President Obama met with Polish Jewish leaders and laid a wreath at the Warsaw Ghetto monument during his visit to Poland.

Obama began his May 27 visit to Poland by laying a wreath at the Warsaw Ghetto monument and by meeting two dozen leaders of the Jewish community including survivors and Righteous Among the Nations, as well as Polish government officials.

Obama was greeted by Michael Schudrich, chief rabbi of Poland, who then introduced Wladislaw Bartoszewski, a minster in the Chancellery of the Prime Minister well as a Righteous Among the Nations who as a very young man helped to establish Zegota, the organization sponsored by the Polish government in exile to save Jews from the German death camps.
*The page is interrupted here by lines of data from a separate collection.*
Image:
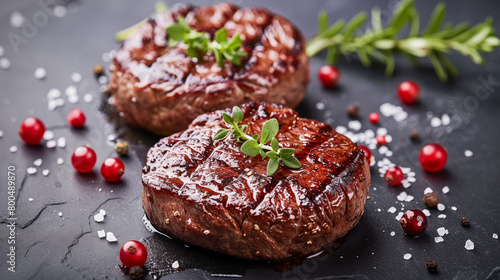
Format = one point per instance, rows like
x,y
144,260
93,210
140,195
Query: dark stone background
x,y
53,247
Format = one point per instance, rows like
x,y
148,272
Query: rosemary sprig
x,y
199,42
252,146
381,42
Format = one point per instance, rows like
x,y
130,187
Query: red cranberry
x,y
83,159
112,169
414,222
409,92
374,118
367,152
329,76
133,253
381,140
394,176
31,131
76,118
433,157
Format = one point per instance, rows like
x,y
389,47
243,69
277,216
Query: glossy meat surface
x,y
210,194
162,89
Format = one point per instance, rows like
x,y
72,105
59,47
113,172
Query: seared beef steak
x,y
162,89
209,194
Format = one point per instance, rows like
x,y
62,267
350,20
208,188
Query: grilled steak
x,y
209,194
162,89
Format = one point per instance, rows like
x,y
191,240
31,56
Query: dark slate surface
x,y
52,247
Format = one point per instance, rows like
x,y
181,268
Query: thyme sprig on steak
x,y
199,42
252,146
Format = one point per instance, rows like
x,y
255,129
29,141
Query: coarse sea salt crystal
x,y
101,233
438,239
445,119
61,142
48,135
399,216
98,217
38,162
17,19
4,63
175,264
53,93
70,91
435,122
40,73
110,237
441,207
76,77
51,144
469,245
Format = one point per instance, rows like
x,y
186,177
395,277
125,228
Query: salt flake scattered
x,y
38,162
175,264
101,233
469,245
468,153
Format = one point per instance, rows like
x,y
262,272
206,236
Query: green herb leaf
x,y
286,152
274,144
227,118
237,114
381,42
269,130
250,147
272,166
291,162
221,134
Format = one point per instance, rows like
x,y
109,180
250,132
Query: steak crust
x,y
162,89
209,194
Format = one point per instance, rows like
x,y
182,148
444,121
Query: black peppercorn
x,y
136,272
432,266
353,110
465,222
431,200
414,135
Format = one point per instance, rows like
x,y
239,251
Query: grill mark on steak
x,y
164,81
246,213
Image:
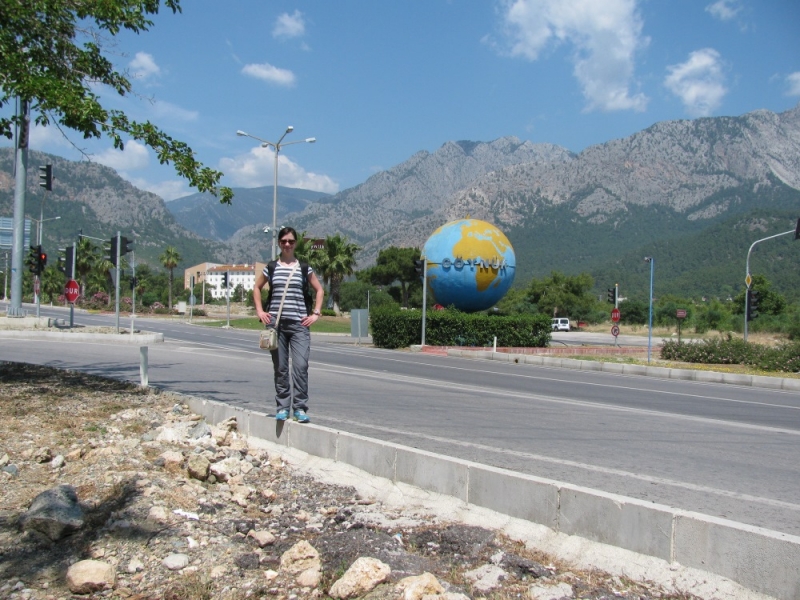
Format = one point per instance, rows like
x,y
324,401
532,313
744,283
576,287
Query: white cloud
x,y
699,82
168,190
605,37
793,80
270,74
136,156
724,10
166,110
257,168
289,26
143,66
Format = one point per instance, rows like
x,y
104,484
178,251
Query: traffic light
x,y
41,261
752,304
65,262
112,252
46,177
124,246
33,259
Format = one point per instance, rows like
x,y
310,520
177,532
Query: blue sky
x,y
376,82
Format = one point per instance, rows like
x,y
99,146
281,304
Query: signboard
x,y
72,291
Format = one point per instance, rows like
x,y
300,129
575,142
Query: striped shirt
x,y
294,307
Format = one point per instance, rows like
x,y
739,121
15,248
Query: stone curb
x,y
137,339
759,559
761,381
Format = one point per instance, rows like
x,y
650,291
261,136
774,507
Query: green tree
x,y
170,260
52,57
333,263
563,295
395,265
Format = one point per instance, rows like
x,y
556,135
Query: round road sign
x,y
72,291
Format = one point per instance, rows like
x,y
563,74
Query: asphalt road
x,y
721,450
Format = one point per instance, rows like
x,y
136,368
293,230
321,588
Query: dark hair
x,y
285,230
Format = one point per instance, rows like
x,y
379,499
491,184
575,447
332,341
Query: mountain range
x,y
693,194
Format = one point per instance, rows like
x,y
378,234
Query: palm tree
x,y
170,260
333,263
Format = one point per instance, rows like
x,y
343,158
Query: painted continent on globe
x,y
471,264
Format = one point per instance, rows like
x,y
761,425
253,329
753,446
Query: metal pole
x,y
275,205
748,279
133,289
424,295
116,290
650,318
228,296
20,186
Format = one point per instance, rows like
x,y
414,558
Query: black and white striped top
x,y
294,307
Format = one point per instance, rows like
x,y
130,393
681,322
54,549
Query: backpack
x,y
303,271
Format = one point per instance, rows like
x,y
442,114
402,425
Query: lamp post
x,y
652,262
276,146
39,227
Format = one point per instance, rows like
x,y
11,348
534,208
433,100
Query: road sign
x,y
72,291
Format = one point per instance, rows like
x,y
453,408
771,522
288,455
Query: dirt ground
x,y
111,441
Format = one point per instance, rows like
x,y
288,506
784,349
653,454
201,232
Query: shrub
x,y
392,328
728,351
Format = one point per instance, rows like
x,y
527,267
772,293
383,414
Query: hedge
x,y
728,351
392,328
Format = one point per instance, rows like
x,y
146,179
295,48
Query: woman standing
x,y
294,337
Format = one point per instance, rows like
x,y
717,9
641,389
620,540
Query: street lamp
x,y
652,262
39,223
277,147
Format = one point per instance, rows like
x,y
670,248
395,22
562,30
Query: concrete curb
x,y
758,559
776,383
137,339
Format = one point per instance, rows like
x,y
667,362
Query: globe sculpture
x,y
471,264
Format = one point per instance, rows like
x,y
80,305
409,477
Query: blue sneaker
x,y
301,417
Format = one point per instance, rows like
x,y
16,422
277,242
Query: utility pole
x,y
20,185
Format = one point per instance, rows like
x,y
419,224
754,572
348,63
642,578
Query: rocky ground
x,y
153,503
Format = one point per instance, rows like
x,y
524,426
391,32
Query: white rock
x,y
87,576
550,592
486,578
135,565
363,576
414,588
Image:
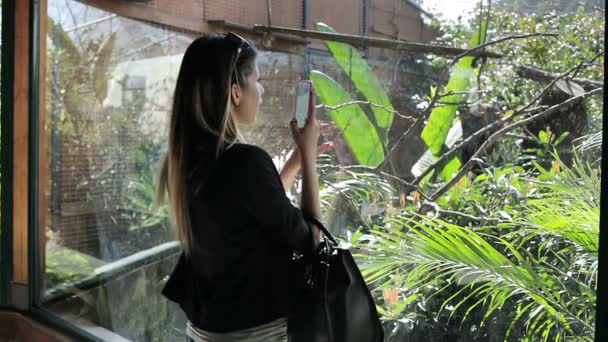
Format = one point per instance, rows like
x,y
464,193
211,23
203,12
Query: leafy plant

Piotr Kadlcik, president of the Jewish Community of Poland, also greeted Obama.

“President Obama was talking so beautifully and warmly about Righteous Among the Nations and his words were spread all over the world,” said Anna Stupnicka-Bando, the chairman of Polish Society of Righteous Among the Nations, after she was asked by reporters about her conversation with Obama.

Jozef Walaszczyk, vice chairman of the Polish Society of the Righteous Among the Nations, underlined that Obama spoke kindly with each one of the guests.

“We took this with great respect,” Walaszczyk said. “The conversation was very warm and private, nothing was forced.”

Obama visited the Jewish Museum being built across the plaza from the Warsaw Ghetto monument. He received an update from the Minister of Culture Bogdan Zdrojewski, as well as Sigmund Rolat, chairman of the North American Council for the Jewish Museum; Marion Turski, a survivor who is heavily involved in the museum; and Piotr Wislicki, chairman of the Society for the Jewish Historical Institute.